There was wine and cheese at the reception so it went on for a while. I’d brought my boyfriend and I began to feel guilty about the fact that I was going to go off to dinner without him. I didn’t really relish returning to my stunned hostess and asking if I could bring a guest, but I felt like I had no choice.

“Can my boyfriend come to dinner too?” I asked when I finally found her again. The look of horror on her face was quickly replaced by thinly concealed rage.

“I thought,” she said slowly through clenched teeth, “that you weren’t coming because you had to pay for yourself.” I’m sure she assumed that I’d get the hint that time, even if I hadn’t before.

“Oh no,” I replied smiling, “I don’t mind paying.”

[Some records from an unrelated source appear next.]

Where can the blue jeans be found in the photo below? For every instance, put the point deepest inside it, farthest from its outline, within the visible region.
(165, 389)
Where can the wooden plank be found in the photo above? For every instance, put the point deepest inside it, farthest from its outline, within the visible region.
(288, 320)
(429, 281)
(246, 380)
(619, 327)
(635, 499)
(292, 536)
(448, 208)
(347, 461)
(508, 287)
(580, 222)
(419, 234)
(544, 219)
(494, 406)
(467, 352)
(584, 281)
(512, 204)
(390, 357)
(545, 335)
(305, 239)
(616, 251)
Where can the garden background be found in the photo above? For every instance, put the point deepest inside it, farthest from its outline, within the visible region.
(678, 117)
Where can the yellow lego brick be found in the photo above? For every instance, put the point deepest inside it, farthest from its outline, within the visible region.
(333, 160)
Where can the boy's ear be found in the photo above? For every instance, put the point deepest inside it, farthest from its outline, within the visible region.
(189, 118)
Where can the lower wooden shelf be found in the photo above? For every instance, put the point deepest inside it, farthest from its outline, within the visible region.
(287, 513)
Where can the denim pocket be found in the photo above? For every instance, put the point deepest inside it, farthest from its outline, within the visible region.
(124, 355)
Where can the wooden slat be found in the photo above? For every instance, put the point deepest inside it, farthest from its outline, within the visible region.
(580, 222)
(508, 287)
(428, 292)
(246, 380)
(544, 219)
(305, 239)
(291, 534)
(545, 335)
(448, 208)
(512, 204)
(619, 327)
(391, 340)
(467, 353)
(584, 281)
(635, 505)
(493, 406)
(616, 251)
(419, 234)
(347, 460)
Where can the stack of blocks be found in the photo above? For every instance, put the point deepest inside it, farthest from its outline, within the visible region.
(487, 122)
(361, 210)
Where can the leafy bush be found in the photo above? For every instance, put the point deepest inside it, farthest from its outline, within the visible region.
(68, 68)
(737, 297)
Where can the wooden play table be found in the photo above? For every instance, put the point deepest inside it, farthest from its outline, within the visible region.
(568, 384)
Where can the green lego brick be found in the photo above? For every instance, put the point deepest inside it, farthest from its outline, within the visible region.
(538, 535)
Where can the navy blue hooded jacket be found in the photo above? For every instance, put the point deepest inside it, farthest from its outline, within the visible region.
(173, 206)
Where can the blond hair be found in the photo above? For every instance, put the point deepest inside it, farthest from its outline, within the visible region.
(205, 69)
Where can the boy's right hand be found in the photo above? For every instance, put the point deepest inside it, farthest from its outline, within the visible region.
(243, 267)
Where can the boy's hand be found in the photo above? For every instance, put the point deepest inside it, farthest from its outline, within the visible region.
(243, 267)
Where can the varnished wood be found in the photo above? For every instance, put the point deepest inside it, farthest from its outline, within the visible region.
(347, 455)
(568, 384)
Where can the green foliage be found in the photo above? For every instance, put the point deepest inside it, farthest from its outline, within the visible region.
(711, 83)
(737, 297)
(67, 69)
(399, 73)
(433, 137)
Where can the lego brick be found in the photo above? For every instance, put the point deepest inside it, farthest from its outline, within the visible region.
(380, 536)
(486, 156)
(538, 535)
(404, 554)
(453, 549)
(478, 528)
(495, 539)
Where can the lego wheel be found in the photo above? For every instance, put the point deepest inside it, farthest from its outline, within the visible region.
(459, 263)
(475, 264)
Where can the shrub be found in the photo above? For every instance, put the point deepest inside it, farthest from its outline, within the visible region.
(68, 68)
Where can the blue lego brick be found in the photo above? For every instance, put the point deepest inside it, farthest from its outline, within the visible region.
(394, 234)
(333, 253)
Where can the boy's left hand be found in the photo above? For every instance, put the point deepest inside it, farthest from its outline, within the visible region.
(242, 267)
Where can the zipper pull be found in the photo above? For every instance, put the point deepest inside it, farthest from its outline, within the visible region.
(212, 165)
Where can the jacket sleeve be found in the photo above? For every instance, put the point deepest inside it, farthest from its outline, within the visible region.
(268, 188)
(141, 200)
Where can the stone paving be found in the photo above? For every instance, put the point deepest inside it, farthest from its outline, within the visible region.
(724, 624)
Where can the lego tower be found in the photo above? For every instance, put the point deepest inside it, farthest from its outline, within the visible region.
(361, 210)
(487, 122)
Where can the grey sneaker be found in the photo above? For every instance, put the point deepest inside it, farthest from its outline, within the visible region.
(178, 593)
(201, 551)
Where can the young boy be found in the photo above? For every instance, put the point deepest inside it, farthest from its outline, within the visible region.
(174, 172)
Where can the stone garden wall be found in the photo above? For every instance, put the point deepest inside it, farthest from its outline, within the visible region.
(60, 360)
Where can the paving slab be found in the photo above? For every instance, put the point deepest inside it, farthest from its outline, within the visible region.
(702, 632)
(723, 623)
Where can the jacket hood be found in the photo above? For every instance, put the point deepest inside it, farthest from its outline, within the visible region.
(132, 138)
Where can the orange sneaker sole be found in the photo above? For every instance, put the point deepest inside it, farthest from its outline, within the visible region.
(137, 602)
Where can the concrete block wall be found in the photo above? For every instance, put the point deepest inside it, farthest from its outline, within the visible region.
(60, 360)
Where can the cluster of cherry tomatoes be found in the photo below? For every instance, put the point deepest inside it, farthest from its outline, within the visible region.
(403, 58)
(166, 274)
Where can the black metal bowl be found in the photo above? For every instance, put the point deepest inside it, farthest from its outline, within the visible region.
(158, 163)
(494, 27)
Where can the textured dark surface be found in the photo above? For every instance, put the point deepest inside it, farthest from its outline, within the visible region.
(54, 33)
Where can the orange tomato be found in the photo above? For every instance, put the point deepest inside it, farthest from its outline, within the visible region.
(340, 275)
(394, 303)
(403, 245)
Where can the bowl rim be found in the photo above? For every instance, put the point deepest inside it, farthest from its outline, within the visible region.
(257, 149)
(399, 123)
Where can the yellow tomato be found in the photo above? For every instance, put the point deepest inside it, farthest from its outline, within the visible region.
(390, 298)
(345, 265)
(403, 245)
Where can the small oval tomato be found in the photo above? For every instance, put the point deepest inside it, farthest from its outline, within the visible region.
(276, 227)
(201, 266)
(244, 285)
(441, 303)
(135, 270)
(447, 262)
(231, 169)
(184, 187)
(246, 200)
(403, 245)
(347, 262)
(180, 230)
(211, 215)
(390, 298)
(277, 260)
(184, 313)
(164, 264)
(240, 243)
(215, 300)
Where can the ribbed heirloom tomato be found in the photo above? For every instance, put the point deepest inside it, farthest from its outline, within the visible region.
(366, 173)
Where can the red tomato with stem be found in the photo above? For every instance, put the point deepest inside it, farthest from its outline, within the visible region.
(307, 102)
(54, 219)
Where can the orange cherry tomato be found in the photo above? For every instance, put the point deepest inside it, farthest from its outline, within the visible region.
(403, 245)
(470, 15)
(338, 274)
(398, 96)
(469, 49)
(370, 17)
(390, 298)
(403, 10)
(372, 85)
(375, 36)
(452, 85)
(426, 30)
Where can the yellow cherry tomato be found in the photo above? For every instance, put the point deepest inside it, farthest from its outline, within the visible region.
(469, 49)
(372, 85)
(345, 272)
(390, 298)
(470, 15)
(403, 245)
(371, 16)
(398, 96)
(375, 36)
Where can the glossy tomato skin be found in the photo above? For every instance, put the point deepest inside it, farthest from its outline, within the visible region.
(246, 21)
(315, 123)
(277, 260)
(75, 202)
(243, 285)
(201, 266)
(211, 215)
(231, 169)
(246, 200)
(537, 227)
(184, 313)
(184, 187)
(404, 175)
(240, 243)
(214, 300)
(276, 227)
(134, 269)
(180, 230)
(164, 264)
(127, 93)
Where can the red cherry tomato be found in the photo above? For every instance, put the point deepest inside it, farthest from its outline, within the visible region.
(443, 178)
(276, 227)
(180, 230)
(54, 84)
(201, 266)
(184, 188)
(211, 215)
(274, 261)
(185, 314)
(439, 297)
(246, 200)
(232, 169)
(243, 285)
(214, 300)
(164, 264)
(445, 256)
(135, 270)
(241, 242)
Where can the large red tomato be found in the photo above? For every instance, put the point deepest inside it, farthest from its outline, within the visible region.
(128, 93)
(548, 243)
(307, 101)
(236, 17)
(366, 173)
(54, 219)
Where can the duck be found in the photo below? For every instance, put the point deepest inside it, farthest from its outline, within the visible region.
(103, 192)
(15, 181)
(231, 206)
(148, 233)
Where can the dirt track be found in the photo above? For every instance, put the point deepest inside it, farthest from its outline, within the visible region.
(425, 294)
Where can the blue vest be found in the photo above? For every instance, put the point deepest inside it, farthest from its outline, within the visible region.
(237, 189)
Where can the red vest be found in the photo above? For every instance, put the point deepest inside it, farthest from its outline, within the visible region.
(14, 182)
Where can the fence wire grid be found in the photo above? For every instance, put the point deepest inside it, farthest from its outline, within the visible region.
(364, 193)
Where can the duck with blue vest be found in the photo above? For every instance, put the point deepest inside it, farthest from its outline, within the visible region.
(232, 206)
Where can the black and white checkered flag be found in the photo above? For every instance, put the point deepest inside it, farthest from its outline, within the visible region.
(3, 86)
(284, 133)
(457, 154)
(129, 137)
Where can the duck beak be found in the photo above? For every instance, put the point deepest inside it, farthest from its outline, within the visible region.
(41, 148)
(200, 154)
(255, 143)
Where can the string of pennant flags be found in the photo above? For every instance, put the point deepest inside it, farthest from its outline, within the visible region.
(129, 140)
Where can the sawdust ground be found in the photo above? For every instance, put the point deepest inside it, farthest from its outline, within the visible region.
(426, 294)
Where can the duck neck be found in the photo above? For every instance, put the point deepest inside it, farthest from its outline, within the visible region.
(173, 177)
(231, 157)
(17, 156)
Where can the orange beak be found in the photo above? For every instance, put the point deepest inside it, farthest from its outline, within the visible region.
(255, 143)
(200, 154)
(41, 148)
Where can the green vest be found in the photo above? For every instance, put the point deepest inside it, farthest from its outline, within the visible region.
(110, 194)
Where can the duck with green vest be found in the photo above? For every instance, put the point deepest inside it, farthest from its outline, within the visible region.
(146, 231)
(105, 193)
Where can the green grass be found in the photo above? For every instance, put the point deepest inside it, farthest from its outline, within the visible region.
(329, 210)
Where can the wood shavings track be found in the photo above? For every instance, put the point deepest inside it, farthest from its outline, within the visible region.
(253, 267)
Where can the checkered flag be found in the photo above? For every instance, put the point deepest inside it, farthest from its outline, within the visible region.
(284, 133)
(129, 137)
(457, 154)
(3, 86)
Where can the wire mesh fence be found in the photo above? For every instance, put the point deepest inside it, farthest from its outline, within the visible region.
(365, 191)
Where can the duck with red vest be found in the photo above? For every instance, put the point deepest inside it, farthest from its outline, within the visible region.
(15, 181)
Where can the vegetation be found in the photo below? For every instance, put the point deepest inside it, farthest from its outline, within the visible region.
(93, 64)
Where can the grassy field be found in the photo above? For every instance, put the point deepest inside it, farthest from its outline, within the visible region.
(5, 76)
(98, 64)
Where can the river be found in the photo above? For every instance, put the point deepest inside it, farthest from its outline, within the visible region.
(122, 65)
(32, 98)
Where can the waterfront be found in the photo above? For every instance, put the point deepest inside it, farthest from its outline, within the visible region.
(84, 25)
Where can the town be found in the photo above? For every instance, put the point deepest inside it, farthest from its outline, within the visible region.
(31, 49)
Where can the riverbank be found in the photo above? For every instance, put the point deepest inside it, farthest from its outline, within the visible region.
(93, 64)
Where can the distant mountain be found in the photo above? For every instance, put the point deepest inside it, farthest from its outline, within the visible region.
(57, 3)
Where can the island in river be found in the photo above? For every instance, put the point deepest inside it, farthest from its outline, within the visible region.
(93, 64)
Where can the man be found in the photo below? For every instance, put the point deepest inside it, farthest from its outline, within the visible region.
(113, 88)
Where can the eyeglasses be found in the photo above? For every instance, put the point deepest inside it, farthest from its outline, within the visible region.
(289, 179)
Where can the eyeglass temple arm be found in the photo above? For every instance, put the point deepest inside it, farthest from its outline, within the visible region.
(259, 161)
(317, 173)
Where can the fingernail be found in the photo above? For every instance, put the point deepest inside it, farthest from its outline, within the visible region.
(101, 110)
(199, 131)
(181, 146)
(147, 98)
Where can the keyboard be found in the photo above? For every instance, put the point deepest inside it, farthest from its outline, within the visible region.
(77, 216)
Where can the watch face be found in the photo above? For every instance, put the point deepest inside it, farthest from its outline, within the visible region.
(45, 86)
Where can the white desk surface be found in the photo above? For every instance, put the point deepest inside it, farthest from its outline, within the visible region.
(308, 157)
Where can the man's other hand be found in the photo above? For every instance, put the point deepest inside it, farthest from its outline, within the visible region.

There were actually some advantages, I realized, to hailing from a country so uncivilized as the U.S. I could pretend I didn’t understand that she was trying make it clear to me that they didn’t want me coming along to dinner and she would have to accept that I was incorrigibly uncultured and hence incapable of taking a hint. She, on the other hand, as a good, upper-class Dane, could not allow any chink in her own breeding to show, she would just have to accept my presence and the presence of my equally backward boyfriend at their exclusive soirée.

The evening took an unexpected turn, however, when we found our wine was corked (for readers who are unfamiliar with this term, it means the wine has taken on a mildewed flavor and nose from a bad cork). My boyfriend, who knew something about wine, discovered this at once and insisted we be brought new wine. The company could not have been more impressed and entreated him to pick a new wine himself. I don’t remember what he picked, but he picked well and charmed everyone with both his choice of the wine and his excellent command of Danish. It was a lovely evening. He was the star. I think they may even have liked me by the end.

I’m hoping that’s the how Dreyfus remembers it, anyway, as I have no dinner plans for the 29th!